Session Information
Date: Wednesday, September 25, 2019
Session Title: Non-Pharmacological Interventions
Session Time: 1:15pm-2:45pm
Location: Les Muses Terrace, Level 3
Objective: The aim of this study was verify the role of music therapy (MT) in motor and emotional improvement in Parkinson’s disease patients.
Background: Parkinson’s disease (PD) is a neurodegenerative disorder with motor and non-motor symptoms. The motor symptoms are secondary to the loss of dopamine. Also accompanied by various non-motor symptoms, including pain, anxiety depression, dementia and others. These symptoms have dramatic impact on the quality of life or the patients. The Music Therapy have been developed in order to improve the clinical manifestations of this disease with scientific evidence for the therapeutic effects in PD.
Method: This is a prospective study that included subjects with PD, pharmacological treatment only, with no changes of medication and preserved cognitive functions during the study. The clinical evaluation was by a neurologist using the Unified Parkinson’s Disease Rating Scale (UPDRS) pre-MT, during the 24th session of MT and three months after the end of the MT series. Trained music therapists, twice a week, for 40 minutes each conducted the MT sessions. The clinical evaluation included perception of music by the patient, subjective impression of the last session, and independent evaluation of the therapist through videos of the sessions coded so that the music therapist that evaluated them could not identify their order.
Results: The data show improvement according to UPDRS evaluation of neck rigidity (51.92%), hand movements on the right and left sides (81.05%), fast and alternate hand movements on the right and left sides (59.29%), rigidity in the upper extremity on the left side (64.00%), leg agility on the right side (66.66%), gait (54.54%), postural stability (81.81%) and bradykinesia/hypokinesia (45.45%)

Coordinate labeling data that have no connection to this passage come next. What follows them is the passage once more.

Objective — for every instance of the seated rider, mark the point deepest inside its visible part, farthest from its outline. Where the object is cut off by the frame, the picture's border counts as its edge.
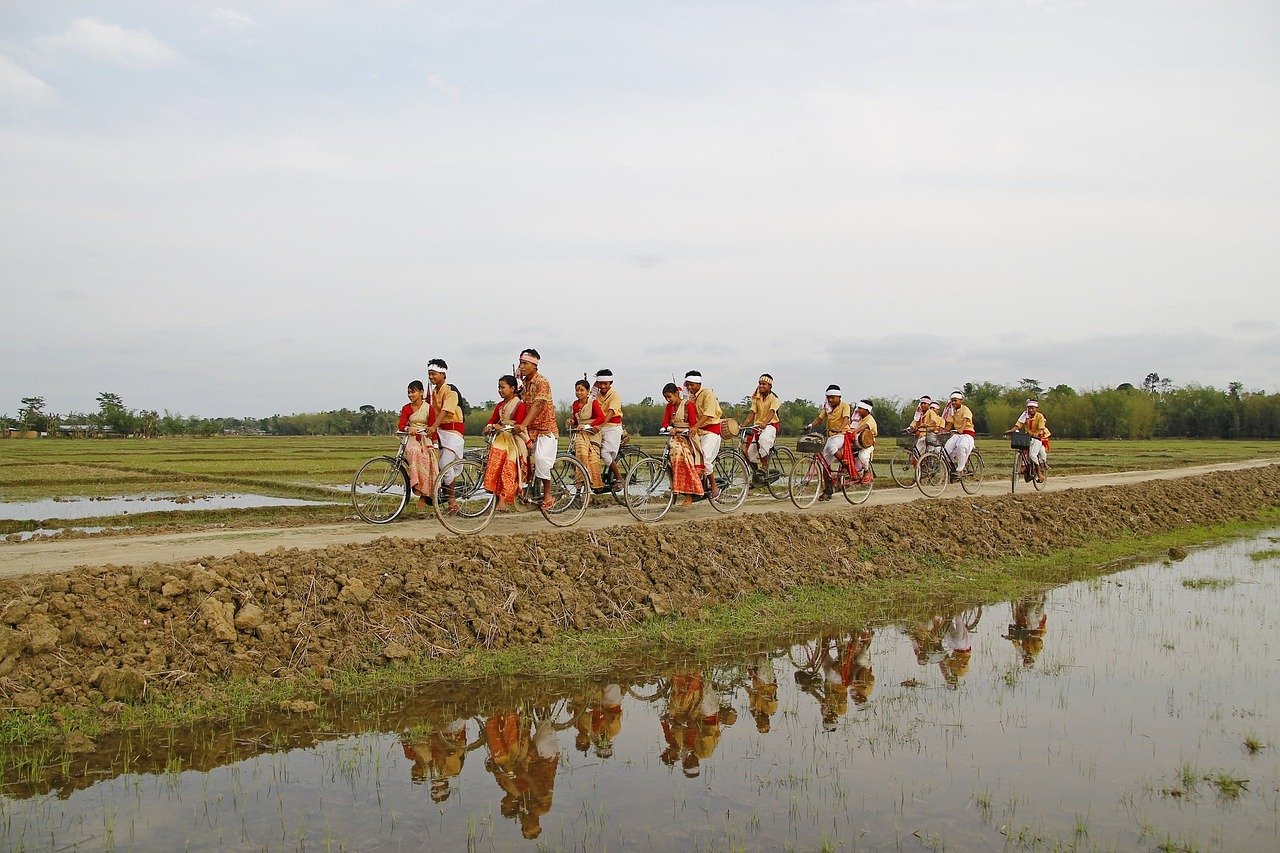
(1032, 423)
(764, 414)
(833, 416)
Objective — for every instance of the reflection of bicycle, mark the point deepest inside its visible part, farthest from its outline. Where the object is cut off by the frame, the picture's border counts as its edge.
(906, 457)
(936, 470)
(1024, 466)
(380, 488)
(570, 489)
(812, 471)
(649, 493)
(777, 469)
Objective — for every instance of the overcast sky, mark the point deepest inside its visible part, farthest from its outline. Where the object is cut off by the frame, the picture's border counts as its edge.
(260, 208)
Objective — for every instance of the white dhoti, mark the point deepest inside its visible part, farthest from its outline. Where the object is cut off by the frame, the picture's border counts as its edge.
(959, 447)
(1037, 452)
(763, 445)
(451, 451)
(832, 448)
(611, 439)
(709, 442)
(543, 456)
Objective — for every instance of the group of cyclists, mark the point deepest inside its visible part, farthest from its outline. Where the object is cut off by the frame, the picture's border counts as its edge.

Conclusion: Music therapy has shown good results as an approach to treatment of motor and non-motor symptoms of patients with Parkinson’s disease, and this has been increasingly established through scientific evidence. These results demonstrate that the licensed music therapist can be inserted, more frequently, into multidisciplinary treatment teams for PD.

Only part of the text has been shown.